I haven’t written many stories myself, but I can understand that part of the joy of writing a story, of creating anything, is engaging the imagination. The “this-can-be-anything-I-want-it-to-be” factor. We get to dream: “What could this be? What could this look like? How could it feel or taste or sound?” And then we get to try to arrive at that place. What joy! To make something that involves our senses of creativity, of wonder and imagination and beauty and invention. I see this as one of the great privileges in knowing people and the stories of their lives. What’s truly unique about our stories, as different from the fictional stories I enjoy reading, is that they’re happening now. What has happened has happened already; it’s done and over. But it is only written up to this moment. What extends beyond, where the story will go, hasn’t been decided. Or at least it can yet be altered. And this is where I see creativity and imagination enter our lives. We can ask people, “What could be? What do you want to be?” We get to dream with people about how their stories could continue. Certainly what has happened up to this point has a profound effect, but there is so much room for HOPE! And we have this honor of dreaming with people, of helping people see things differently, of imagining a life different from what they’ve had so far. I love this. I love having HOPE, of helping people to see HOPE for themselves, of having new places for their story to go… and then helping to figure out how to get there. This involves a great amount of trust, of pain, of disappointment at times. Of giving and receiving grace. Of failure.

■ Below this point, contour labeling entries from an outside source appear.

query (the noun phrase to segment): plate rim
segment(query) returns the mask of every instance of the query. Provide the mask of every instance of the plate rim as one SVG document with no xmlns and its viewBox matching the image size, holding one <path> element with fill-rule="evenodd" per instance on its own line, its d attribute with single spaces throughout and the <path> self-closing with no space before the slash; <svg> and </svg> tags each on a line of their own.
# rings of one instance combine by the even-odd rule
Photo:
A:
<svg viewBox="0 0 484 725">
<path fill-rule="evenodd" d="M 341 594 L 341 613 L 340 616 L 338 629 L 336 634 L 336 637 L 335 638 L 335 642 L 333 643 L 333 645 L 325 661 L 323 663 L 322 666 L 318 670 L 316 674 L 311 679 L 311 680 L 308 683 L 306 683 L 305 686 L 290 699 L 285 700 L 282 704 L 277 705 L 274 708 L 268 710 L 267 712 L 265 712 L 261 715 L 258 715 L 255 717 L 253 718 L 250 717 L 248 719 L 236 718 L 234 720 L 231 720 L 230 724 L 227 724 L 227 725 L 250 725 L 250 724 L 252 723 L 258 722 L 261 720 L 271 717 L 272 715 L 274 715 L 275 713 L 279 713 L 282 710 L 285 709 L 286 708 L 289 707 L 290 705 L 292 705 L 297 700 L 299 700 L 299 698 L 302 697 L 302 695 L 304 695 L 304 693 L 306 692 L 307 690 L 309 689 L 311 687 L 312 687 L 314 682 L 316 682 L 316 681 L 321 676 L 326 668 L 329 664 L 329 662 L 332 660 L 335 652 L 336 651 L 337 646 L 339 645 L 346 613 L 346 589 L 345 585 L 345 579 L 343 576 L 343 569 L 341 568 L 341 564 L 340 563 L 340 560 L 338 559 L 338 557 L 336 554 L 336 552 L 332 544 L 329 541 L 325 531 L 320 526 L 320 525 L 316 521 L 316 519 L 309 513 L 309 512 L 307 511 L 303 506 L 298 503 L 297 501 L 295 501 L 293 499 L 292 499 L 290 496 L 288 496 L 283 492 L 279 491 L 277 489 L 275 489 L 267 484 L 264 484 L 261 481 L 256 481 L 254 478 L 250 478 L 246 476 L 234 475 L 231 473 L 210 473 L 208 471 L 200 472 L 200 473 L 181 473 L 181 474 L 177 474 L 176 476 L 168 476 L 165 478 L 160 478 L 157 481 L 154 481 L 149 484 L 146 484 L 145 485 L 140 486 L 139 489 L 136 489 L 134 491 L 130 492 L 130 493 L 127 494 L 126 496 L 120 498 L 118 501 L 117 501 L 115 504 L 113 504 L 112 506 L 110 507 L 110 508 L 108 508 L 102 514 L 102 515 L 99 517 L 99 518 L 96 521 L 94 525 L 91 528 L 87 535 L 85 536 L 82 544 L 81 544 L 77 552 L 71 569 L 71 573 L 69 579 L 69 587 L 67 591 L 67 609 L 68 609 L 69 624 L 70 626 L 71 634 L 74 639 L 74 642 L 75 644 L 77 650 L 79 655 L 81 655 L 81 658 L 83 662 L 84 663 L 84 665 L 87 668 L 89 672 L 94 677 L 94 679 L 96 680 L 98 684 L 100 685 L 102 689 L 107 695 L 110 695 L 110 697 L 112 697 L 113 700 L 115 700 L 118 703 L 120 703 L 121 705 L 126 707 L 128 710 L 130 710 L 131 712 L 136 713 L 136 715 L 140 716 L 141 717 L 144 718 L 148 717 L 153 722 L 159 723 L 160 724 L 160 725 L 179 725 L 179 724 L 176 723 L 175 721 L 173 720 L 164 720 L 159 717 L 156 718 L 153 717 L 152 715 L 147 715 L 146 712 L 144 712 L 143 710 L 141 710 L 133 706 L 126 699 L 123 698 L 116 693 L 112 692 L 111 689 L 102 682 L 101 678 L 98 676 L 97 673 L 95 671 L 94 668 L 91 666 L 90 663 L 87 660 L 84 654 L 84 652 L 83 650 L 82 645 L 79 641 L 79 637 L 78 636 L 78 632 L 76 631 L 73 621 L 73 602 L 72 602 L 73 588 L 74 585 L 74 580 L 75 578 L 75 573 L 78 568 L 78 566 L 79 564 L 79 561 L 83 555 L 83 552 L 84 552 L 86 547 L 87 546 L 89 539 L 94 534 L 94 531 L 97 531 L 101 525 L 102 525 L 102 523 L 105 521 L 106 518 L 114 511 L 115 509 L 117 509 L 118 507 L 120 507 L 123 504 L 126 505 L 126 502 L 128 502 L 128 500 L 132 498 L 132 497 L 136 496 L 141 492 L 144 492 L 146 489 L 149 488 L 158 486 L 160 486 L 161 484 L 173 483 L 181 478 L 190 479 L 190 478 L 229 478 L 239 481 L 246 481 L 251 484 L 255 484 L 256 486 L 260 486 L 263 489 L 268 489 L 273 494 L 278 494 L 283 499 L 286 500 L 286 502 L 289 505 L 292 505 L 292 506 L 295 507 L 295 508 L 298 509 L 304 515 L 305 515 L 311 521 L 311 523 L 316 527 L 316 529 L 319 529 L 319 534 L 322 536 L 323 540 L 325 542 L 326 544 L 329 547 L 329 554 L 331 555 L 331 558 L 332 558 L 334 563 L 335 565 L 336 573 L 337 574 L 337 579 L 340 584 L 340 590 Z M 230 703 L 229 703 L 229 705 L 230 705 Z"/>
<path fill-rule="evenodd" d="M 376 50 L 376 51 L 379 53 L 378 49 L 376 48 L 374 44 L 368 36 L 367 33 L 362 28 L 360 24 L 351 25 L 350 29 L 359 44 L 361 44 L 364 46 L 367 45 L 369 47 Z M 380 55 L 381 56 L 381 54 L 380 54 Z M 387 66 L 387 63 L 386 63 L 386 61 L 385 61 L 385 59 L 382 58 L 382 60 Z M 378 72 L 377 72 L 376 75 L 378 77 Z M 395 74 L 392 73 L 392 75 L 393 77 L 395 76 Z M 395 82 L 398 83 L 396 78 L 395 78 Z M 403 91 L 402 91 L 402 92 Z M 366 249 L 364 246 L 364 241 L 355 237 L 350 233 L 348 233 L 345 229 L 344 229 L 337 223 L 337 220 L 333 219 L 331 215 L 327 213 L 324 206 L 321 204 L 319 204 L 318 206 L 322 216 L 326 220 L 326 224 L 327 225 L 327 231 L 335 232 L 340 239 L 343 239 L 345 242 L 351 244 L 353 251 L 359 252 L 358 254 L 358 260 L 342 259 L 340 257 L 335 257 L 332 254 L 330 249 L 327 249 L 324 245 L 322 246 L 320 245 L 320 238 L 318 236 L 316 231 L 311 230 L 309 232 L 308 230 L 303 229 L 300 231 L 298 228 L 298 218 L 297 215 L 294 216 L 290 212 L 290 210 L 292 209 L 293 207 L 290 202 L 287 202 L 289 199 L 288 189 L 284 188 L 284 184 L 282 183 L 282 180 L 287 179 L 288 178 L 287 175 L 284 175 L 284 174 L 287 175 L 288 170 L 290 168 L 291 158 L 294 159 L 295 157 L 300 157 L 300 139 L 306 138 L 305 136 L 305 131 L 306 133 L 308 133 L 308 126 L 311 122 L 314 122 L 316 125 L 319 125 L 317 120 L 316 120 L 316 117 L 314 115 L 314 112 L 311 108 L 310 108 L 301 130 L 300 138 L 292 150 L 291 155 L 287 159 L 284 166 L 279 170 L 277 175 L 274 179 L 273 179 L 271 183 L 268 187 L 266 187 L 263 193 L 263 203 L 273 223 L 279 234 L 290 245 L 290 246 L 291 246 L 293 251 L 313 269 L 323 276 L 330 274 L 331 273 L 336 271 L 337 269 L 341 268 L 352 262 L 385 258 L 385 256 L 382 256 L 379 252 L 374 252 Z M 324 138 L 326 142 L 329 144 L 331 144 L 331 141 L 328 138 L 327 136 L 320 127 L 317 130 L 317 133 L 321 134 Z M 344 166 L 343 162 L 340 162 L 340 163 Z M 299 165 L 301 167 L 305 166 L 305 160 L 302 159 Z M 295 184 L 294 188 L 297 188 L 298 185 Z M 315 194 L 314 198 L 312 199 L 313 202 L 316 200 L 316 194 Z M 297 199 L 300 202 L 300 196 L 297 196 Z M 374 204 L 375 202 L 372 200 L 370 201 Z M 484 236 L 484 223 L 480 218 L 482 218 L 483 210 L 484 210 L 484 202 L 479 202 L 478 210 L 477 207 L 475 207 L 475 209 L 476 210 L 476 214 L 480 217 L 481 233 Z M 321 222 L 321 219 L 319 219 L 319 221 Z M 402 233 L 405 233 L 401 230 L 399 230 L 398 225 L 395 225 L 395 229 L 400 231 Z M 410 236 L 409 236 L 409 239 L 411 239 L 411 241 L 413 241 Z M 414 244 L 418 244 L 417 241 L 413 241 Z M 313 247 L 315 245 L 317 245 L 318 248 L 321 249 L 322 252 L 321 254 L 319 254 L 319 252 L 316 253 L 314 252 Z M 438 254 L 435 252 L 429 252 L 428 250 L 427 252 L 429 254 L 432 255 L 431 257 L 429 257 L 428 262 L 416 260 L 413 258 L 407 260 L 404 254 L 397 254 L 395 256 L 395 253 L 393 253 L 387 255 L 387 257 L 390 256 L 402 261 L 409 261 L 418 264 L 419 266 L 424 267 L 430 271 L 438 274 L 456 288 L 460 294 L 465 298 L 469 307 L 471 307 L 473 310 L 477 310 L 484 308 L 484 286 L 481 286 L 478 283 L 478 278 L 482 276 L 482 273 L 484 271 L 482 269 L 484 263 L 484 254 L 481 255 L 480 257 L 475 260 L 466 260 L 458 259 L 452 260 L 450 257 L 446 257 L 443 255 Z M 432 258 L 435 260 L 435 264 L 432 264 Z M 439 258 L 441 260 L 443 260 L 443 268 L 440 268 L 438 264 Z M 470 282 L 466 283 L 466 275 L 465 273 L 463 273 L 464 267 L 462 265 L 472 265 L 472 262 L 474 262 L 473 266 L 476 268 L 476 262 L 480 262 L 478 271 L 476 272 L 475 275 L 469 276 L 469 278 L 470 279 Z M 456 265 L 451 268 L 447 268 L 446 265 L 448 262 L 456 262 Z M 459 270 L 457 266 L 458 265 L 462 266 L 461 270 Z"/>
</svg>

The question that I often think about is: What does HOPE look like? Is it singing at the top of your lungs, unashamed? Is it having your kids with you? Is it being able to look someone in the eye?
As I think about this and even write about it, I realize that these are beliefs I’ve had primarily for other people. Certainly I dream about this HOPE for people I meet whose stories have led to major life crises, and equally for friends who I carry in my heart. But now I’m realizing (finally!) that if this HOPE is for all of us, then it MUST be for me too. Wow. This is a life-altering realization: that my life, our lives, are still a story-being-written. We can have HOPE – creativity and imagination – for where our stories will go. And we can dream with each other about what they may be. In fact, I would say I desperately need others to dream with me about my story, and that others need my creativity to imagine what is to come for them as well.